Die Beispiele, die Stefan Laurin in seinem Text vorstellt, zeigen, in welche Richtung der Paragraph 19 des neuen Medien­staats­ver­trags die Branche führen wird: ja, da wird ein unseriöses Angebot, das das Adjektiv “journa­lis­tisch” nicht verdient, zurecht abgemahnt werden, wenn es falsche Infor­ma­tionen und Verschwö­rungs­theorien verbreitet. Doch wenig später gerät ein kleines, seriöses Angebot, fälsch­li­cher­weise, wie Laurin betont, ins Faden­kreuz der neuen Medien­er­mittler und erhält gleich drei Abmah­nungen. Es fällt nicht schwer, sich vorzu­stellen, wie solche Schreiben, alle mit der Androhung hoher Geldstrafen, sollte den Forde­rungen darin nicht nachge­kommen werden, in einem kleinen Medienhaus einschlagen. Wieviel Energie, Zeit und Nerven dabei unnötig verbraucht werden, um die Behörde davon zu überzeugen, dass sie mit ihrem Urteil falsch liegt!

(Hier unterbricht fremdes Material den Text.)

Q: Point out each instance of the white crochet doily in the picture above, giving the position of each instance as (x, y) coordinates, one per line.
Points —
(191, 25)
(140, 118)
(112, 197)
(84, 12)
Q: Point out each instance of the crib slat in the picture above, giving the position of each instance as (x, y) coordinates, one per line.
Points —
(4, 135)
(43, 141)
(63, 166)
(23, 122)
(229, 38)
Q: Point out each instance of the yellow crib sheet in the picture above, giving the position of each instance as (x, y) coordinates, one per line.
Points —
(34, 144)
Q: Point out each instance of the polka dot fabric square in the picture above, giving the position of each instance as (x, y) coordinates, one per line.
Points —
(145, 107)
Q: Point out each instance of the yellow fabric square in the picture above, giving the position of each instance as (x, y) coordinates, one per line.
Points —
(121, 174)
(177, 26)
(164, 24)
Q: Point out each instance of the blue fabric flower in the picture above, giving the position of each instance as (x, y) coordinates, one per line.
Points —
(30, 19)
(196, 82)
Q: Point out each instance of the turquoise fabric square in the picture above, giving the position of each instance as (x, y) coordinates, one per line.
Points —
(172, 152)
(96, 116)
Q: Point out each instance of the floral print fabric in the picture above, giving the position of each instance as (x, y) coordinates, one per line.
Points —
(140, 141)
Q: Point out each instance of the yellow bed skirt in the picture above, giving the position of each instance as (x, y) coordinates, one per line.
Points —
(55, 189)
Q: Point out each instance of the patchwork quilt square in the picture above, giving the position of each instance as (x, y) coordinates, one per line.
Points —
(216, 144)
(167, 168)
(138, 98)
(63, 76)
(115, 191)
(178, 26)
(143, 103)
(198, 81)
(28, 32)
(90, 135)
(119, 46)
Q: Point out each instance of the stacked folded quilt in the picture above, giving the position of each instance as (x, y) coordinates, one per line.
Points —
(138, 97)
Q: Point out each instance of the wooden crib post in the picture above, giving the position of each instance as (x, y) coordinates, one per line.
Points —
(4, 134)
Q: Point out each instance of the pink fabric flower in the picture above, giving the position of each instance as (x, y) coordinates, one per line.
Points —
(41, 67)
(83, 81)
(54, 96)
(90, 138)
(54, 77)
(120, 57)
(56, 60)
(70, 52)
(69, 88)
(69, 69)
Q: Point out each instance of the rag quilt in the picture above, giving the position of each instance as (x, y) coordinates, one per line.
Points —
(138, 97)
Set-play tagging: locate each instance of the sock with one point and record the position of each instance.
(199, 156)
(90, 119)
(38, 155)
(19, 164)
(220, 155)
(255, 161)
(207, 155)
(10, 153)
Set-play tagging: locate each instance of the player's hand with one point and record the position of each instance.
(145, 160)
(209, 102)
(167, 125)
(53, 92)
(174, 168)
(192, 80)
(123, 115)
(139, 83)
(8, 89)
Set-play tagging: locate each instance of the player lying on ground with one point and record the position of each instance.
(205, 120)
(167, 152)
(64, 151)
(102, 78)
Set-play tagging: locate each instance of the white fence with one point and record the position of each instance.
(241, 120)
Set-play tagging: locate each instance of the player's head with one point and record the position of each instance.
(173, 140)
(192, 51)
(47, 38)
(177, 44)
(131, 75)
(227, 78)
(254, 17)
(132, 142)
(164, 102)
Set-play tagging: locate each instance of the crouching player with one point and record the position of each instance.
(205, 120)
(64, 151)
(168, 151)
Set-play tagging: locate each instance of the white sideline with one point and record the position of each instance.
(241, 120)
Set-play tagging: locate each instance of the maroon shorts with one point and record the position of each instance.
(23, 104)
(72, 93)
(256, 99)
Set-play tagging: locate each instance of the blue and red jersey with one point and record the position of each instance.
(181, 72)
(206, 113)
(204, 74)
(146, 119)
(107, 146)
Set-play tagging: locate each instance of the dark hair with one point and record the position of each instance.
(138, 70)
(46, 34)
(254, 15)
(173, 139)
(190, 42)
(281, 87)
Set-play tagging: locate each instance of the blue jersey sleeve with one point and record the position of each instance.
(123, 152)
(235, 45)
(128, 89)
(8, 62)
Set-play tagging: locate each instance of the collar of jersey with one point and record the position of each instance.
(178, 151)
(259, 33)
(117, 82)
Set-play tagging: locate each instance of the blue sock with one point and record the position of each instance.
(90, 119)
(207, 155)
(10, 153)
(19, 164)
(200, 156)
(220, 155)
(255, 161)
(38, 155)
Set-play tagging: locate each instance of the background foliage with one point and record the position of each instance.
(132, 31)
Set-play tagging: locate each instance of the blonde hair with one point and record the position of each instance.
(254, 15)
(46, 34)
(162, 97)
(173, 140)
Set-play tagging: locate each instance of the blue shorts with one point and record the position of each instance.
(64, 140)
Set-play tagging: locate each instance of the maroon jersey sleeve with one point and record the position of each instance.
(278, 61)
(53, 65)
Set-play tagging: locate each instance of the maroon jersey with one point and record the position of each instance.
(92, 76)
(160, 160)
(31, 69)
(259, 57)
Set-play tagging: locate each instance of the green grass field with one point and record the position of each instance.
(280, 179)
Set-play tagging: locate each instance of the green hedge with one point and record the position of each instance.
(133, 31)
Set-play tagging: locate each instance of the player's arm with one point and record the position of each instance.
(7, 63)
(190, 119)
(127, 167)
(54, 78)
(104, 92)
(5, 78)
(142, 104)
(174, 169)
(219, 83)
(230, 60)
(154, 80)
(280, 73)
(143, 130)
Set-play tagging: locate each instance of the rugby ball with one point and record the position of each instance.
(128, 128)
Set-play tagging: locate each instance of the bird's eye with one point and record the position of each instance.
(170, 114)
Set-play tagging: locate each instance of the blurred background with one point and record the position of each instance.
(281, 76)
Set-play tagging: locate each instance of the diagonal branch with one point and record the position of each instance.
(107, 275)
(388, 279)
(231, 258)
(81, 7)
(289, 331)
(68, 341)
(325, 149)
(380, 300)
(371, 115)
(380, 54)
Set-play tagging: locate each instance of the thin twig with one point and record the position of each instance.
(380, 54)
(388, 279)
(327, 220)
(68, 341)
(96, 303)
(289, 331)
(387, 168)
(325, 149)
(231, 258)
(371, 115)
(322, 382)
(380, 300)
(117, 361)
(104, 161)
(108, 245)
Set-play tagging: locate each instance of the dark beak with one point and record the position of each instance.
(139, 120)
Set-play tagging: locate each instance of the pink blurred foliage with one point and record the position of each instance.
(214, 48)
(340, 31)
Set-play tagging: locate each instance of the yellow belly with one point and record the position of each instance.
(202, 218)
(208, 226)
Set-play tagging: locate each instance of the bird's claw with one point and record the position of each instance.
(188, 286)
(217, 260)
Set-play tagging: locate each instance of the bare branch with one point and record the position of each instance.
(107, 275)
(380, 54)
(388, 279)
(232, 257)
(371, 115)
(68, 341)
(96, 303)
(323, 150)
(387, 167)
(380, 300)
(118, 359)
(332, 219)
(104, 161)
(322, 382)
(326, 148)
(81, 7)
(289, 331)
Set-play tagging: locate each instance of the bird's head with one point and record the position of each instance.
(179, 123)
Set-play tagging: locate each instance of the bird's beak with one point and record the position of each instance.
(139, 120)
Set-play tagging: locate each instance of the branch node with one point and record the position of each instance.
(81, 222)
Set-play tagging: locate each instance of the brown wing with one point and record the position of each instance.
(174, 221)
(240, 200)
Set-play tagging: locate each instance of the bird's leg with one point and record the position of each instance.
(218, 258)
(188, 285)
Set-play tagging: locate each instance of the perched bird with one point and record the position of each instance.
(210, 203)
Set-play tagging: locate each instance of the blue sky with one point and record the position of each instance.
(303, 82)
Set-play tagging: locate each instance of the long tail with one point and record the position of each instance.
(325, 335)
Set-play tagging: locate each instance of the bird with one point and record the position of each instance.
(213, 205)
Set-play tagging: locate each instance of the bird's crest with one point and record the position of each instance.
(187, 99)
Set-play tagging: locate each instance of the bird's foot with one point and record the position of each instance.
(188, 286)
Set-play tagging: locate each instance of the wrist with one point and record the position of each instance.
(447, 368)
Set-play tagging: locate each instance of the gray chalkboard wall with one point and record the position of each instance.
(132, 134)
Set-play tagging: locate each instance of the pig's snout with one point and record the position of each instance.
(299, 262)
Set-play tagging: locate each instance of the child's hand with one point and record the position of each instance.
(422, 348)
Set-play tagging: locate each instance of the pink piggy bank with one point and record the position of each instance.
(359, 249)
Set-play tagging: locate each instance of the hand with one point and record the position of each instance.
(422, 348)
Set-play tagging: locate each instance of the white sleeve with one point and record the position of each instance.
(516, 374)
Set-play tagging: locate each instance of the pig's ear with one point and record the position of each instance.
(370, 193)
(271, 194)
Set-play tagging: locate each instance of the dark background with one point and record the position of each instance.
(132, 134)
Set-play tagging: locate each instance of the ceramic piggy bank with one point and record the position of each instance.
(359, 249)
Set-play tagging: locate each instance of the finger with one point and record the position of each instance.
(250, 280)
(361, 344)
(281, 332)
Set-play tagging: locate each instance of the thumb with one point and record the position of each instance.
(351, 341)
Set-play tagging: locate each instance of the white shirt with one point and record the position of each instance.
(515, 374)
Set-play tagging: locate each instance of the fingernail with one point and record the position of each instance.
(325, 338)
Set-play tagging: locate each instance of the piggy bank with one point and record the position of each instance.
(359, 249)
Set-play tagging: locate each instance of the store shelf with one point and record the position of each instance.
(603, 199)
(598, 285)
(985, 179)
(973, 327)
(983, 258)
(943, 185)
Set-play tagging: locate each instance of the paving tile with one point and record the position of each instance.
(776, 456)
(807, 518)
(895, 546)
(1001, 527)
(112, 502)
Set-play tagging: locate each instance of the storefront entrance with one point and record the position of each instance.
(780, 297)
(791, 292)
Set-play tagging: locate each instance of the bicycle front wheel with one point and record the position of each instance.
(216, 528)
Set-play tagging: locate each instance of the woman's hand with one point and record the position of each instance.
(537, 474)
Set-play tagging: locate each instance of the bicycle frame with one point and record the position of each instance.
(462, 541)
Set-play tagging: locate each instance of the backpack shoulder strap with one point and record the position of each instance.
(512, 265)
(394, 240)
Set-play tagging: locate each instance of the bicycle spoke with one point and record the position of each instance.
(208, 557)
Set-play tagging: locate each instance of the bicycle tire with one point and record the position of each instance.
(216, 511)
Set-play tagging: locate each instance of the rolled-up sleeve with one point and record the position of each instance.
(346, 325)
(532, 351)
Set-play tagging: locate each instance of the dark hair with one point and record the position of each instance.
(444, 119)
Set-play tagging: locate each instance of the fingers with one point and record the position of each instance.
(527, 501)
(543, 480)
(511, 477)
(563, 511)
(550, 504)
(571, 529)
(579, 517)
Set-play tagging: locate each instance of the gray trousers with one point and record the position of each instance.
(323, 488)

Es kann ja nicht im Sinne des Gesetz­gebers sein, die Landes­me­di­en­an­stalten durch diese neue Kontroll­funktion, die man ihnen hat angedeihen lassen, an das Internet zu gewöhnen. Zu viel steht dafür für die Medien­schaf­fenden, deren Geschäft ohnehin, nicht zuletzt durch die Corona-Pandemie, auf Kante genäht ist, auf dem Spiel. Da sich die staats­nahen Anstalten zudem heraus­nehmen, feststellen zu dürfen, was guter und was schlechter Journa­lismus ist, muss man on top annehmen, dass das Gesetz in eine völlig verkehrte Richtung läuft.

Der Gesetz­geber ist in der Pflicht

Den Gesetz­geber kann man nicht aus der Pflicht entlassen, zuerst einmal zu verstehen, was er da reguliert. Das scheint, zumindest in Deutschland, auch im Jahr 30 nach dem World Wide Web, immer noch ein frommer Wunsch zu sein. Im Jahr 2013 sagte der im Kanzleramt sitzende, zuständige Staats­mi­nister für Medien, dass er nicht wisse, wann “das Internet voll” sei. Es war der selbe Politiker, Bernd Neumann, der sich für ein Gesetz gegen die Abmahn-Anwälte und ihr Vorgehen stark machte. Klüger wäre es, zuerst Bescheid zu wissen, dann ein kluges und handwerklich einwand­freies Gesetz zu machen und das zur Abstimmung zu stellen und nicht umgekehrt vorzu­gehen, wie es nun, wieder einmal, der Fall sein wird.